Mark memejamkan mata, merasakan kesakitan memenuhi badannya. Jaemin memang benar, tetapi dia bisa apa?

"Maafkan aku Jaemin."

"Tidak." Jaemin bersikeras, "Aku tidak akan memaafkanmu, Mark. Bertahun-tahun kuhabiskan hanya untuk mendampingimu. Karena aku mencintaimu. Tetapi kau membuangku begitu saja. Hanya karena jantung itu."

"Kau boleh membenciku semaumu. Aku pantas menerimanya. Kalau dengan membenciku kau bisa sembuh dan melangkah ke dalam kebahagiaan baru, aku rela kau benci.” gumam Mark pelan.

Hening. Jaemin termenung di seberang sana. Lalu ada helaan napas di sela isak tangisnya. "Seharusnya waktu itu kau bunuh saja aku."

Teleponpun ditutup. Meninggalkan Mark yang termenung di tengah kegelapan kamarnya.

[•]

Malam itu Haechan bermimpi, mimpi tentang Lucas, tentang kenangan-kenangan mereka bersama di masa lampau. Saat-saat bahagia itu..

Mereka sedang duduk di pantai yang mereka kunjungi waktu liburan masa lalu, di pasir tanpa alas. Menghadap ombak di bawah langit jingga yang siap menghantarkan matahari masuk ke peraduannya.
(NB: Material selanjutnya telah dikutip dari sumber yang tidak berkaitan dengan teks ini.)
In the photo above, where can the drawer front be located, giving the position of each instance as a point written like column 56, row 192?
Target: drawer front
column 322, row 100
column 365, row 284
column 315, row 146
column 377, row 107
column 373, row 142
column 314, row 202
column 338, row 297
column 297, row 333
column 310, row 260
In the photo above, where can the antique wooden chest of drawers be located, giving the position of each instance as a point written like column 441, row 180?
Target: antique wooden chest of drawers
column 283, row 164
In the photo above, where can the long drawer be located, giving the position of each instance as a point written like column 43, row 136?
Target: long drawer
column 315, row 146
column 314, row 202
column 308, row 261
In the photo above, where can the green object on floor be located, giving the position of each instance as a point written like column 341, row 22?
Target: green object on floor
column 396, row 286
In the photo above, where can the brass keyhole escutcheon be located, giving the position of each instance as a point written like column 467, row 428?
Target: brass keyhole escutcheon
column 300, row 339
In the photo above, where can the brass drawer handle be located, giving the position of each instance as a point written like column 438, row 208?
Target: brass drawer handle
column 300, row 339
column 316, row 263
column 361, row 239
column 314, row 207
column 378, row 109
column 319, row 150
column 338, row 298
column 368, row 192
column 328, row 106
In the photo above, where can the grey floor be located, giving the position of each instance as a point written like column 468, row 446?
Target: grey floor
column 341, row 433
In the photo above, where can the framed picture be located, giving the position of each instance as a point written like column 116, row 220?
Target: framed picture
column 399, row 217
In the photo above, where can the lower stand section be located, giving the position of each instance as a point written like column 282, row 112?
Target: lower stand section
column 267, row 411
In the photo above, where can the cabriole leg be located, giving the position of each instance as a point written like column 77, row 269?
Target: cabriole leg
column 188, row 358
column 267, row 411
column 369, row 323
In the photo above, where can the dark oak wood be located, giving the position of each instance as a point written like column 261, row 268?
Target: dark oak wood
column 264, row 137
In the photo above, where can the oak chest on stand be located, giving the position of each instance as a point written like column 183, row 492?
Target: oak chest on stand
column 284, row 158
"Tidak ada yang namanya bahagia selamanya." Lucas bergumam sambil tersenyum lembut, melirik novel cinta yang sedang dibaca oleh Haechan. Haechan mendongak dari novel itu. Cahaya makin temaram, membuat huruf demi huruf makin berbayang, dia menyerah dan menutup novelnya.

"Kenapa?"

"Karena hidup terus berputar, manusia yang bercinta harus menghadapinya. Mereka bisa bahagia karena cinta, tetapi terkadang menangis juga karenanya, begitulah hidup, begitulah cinta." Lucas menatap Haechan dengan mata teduhnya, "Dan karena ada kematian. Suatu saat manusia harus siap menghadapi kematian, dipisahkan satu sama lainnya."

Haechan merenungkan kata-kata Lucas. "Kau tahu kenapa aku menyukai novel-novel percintaan?"

"Karena mereka semua selalu berakhir hidup bahagia selamanya?"

"Bukan." Haechan menggeleng. "Karena novel percintaan itu selalu berakhir di saat mereka paling bahagia. Seakan hidup mereka berhenti disana, setelah tulisan 'the end', di titik para tokohnya paling bahagia."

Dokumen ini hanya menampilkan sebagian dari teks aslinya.